Namun demikian isu yang berkaitan dengan hubungan antara Negara dan televisi kurang mendapat perhatian dalam diskusi - diskusi mengenai media. Diskusi yang menyoroti hubungan antara televisi dan negara biasanya hanya merupakan sebuah bagian dari diskusi dengan tema yang lebih luas tentang hubungan media dan negara. Karya - karya Jamal,[6] Champlin dan Knoedler,[7] Moy et.al.,[8] Lynch et.al,[9] dan Jakobowicz[10] adalah contoh tulisan yang membahas subyek tersebut.

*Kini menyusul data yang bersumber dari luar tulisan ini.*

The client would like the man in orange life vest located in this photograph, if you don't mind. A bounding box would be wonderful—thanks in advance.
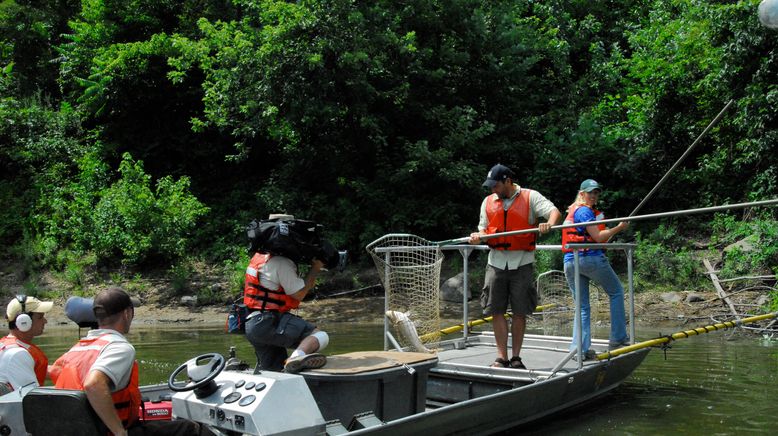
[469,164,561,369]
[0,295,54,395]
[244,214,329,374]
[51,287,214,436]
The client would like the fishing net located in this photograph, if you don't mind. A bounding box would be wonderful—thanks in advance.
[536,270,602,336]
[366,234,443,345]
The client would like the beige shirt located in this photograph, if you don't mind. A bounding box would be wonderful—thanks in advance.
[477,184,557,269]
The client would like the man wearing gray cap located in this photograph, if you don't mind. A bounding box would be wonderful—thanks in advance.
[52,287,214,436]
[469,164,561,369]
[0,295,54,394]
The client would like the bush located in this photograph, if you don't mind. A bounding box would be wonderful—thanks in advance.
[633,225,705,291]
[33,151,209,266]
[711,214,778,277]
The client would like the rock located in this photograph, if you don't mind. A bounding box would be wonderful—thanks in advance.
[660,292,683,303]
[724,237,758,254]
[181,295,198,306]
[756,294,770,307]
[440,272,473,302]
[685,293,706,303]
[210,283,223,293]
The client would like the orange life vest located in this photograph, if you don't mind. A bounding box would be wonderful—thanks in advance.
[0,335,48,386]
[484,188,536,251]
[244,253,300,312]
[51,333,141,429]
[561,204,606,253]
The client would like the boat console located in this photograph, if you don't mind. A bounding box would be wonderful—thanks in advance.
[3,351,436,436]
[171,362,326,435]
[169,351,437,435]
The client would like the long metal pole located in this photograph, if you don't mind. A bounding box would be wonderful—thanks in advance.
[630,99,735,217]
[438,198,778,245]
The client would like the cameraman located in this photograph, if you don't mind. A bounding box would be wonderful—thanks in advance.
[244,214,329,373]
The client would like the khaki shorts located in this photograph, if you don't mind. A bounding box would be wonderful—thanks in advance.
[480,263,538,316]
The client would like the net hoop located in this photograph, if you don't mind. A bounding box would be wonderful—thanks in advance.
[367,234,443,345]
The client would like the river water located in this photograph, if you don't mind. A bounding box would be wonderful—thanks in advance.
[35,322,777,435]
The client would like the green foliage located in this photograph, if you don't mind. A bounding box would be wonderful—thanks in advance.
[196,285,223,306]
[32,151,208,265]
[169,260,194,294]
[535,249,564,275]
[0,0,80,98]
[223,254,250,295]
[53,250,97,294]
[91,153,210,264]
[766,288,778,313]
[711,213,778,277]
[634,226,705,291]
[0,0,775,296]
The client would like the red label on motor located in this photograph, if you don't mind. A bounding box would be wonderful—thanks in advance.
[139,401,173,421]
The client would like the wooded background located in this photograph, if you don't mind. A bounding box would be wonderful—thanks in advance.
[1,0,775,292]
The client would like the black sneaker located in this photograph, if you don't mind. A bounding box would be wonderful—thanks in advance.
[608,337,631,351]
[572,350,598,361]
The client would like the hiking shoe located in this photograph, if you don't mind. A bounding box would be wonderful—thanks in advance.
[572,350,598,362]
[509,356,527,369]
[283,353,327,374]
[608,337,631,351]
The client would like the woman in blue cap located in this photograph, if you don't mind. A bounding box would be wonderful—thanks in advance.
[561,179,630,360]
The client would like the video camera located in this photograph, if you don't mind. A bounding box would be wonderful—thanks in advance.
[246,218,348,272]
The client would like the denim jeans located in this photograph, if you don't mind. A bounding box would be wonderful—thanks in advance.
[564,254,627,352]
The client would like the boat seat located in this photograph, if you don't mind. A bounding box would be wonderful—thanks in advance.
[23,387,107,436]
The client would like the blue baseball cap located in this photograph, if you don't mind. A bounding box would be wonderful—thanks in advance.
[483,164,515,188]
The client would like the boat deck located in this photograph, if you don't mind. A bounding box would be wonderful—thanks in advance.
[433,332,610,374]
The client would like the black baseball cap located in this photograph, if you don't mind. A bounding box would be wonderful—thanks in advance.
[482,164,515,188]
[93,287,139,318]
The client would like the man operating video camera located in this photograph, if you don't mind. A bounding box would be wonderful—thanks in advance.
[243,214,340,374]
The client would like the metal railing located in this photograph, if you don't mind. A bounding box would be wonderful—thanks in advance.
[440,242,637,370]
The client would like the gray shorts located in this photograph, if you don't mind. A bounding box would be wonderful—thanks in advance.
[245,311,317,371]
[481,263,538,316]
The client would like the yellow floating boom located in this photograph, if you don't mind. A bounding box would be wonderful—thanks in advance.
[419,304,556,342]
[598,311,778,360]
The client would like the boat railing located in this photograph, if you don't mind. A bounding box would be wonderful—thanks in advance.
[373,240,637,371]
[375,242,636,372]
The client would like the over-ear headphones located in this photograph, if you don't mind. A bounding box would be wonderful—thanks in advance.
[12,295,32,333]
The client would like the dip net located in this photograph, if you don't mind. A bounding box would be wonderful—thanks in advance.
[536,270,602,336]
[366,234,443,345]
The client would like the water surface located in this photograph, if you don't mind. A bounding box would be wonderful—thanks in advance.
[35,322,777,435]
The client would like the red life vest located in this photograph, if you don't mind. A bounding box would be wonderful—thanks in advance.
[484,188,536,251]
[0,335,48,386]
[244,253,300,312]
[51,333,141,429]
[561,204,606,253]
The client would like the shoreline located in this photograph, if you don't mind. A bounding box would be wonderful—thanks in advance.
[39,290,766,333]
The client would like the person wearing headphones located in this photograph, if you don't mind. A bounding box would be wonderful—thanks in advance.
[0,295,54,394]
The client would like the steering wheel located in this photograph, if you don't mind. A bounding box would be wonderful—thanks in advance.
[168,353,226,392]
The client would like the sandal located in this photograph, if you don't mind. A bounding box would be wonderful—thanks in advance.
[509,356,527,369]
[490,358,510,368]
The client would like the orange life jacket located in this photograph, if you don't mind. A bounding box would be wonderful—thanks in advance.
[244,253,300,312]
[51,333,141,429]
[0,335,48,386]
[561,204,606,253]
[484,188,536,251]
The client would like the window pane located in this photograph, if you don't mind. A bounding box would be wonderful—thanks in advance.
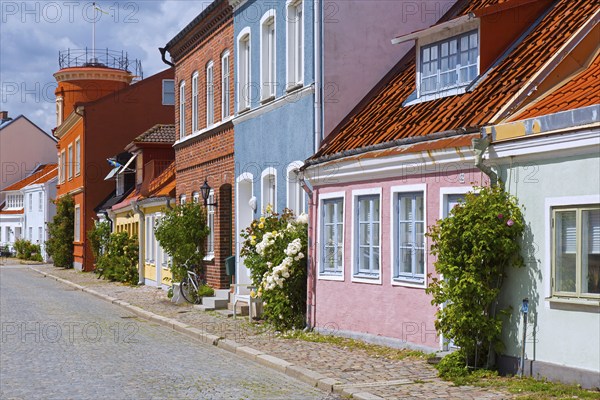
[372,223,380,246]
[360,223,370,245]
[399,196,412,221]
[359,247,370,270]
[359,199,370,221]
[555,211,577,292]
[400,248,412,273]
[582,209,600,294]
[325,202,335,223]
[372,247,380,271]
[416,248,425,275]
[415,194,424,221]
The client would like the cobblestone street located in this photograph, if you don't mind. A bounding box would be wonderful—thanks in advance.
[0,265,336,399]
[7,264,515,399]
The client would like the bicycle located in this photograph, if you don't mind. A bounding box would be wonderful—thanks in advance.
[180,261,206,304]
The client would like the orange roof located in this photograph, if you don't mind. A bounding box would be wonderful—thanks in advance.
[510,53,600,120]
[312,0,598,160]
[3,164,58,191]
[146,162,176,198]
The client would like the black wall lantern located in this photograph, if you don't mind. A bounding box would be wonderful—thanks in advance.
[200,179,218,207]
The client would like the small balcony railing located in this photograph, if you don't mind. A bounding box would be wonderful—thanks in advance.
[58,48,143,80]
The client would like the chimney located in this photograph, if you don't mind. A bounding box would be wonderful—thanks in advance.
[0,111,9,122]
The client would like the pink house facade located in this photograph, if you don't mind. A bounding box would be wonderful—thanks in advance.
[304,136,485,350]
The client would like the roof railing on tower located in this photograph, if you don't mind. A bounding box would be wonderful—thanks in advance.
[58,48,143,81]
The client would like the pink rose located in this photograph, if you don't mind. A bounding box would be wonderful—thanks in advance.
[507,219,514,227]
[497,214,504,219]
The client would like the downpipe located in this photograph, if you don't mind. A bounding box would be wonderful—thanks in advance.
[132,200,145,285]
[299,171,315,330]
[472,134,501,188]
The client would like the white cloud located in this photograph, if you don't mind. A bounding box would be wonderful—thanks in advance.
[0,0,210,133]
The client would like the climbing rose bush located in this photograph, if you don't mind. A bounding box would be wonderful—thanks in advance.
[426,184,524,369]
[241,206,308,330]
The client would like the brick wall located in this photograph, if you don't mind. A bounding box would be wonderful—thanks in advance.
[172,5,235,289]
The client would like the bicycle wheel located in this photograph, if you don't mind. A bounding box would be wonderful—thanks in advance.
[180,276,201,304]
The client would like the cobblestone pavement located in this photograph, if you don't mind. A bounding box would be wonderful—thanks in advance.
[0,266,337,400]
[26,264,512,399]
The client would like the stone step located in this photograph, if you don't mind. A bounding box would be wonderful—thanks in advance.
[213,289,231,300]
[193,304,214,311]
[202,297,229,309]
[228,302,249,316]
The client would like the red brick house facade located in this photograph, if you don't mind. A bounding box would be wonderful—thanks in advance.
[163,0,234,289]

Tulisan ini mencoba untuk melihat hubungan antara televisi dengan Negara dan juga fungsi televisi sebagai public sphere di Indonesia. Pertama - tama bagian ini akan meneliti tentang hubungan antara TVRI dengan negara untuk memahami posisi media ini apakah mewakili suara pemerintah atau suara publik. Kemudian bagian ini juga akan meneliti lebih jauh tentang berbagai isu tentang televisi sebagai public sphere khususnya terkait dengan acara - acara TVRI.
Televisi dan Negara
Media elektronik seperti radio dan televisi awalnya beroperasi dalam domain badan usaha milik negara. Hal ini terkait dengan pandangan kuno bahwa gelombang radio terbatas dan mahalnya biaya pengoparasian sebuah stasiun penyiaran.[11] Sebagai contoh The British Broadcasting Corporation (BBC) didirikan atas dasar pertimbangan bahwa frekuensi radio adalah sumber daya alam yang terbatas sehingga harus digunakan secara hati - hati untuk kepentingan nasional dan mencegah dari adanya penggunaan yang berlebihan.[12] The Australia Broadcasting Corporation (ABC) yang operasionalnya dibiayai pemerintah Australia merupakan salah satu cikal bakal stasiun televisi di negara kangguru tersebut. Keterlibatan negara dalam pembiayaan dan pendirian stasiun televisi tersebut diyakini terkait dengan pemikiran bahwa penyelenggaraan siaran televisi masih terlalu mahal bagi swasta.[13] Hal ini menunjukkan bagaimana media elektronik seperti radio dan televisi begitu dekat dengan pemerintah. Atas nama rakyatnya pemerintah mendirikan dan mendukung lemabaga penyaiaran nasional atau publik.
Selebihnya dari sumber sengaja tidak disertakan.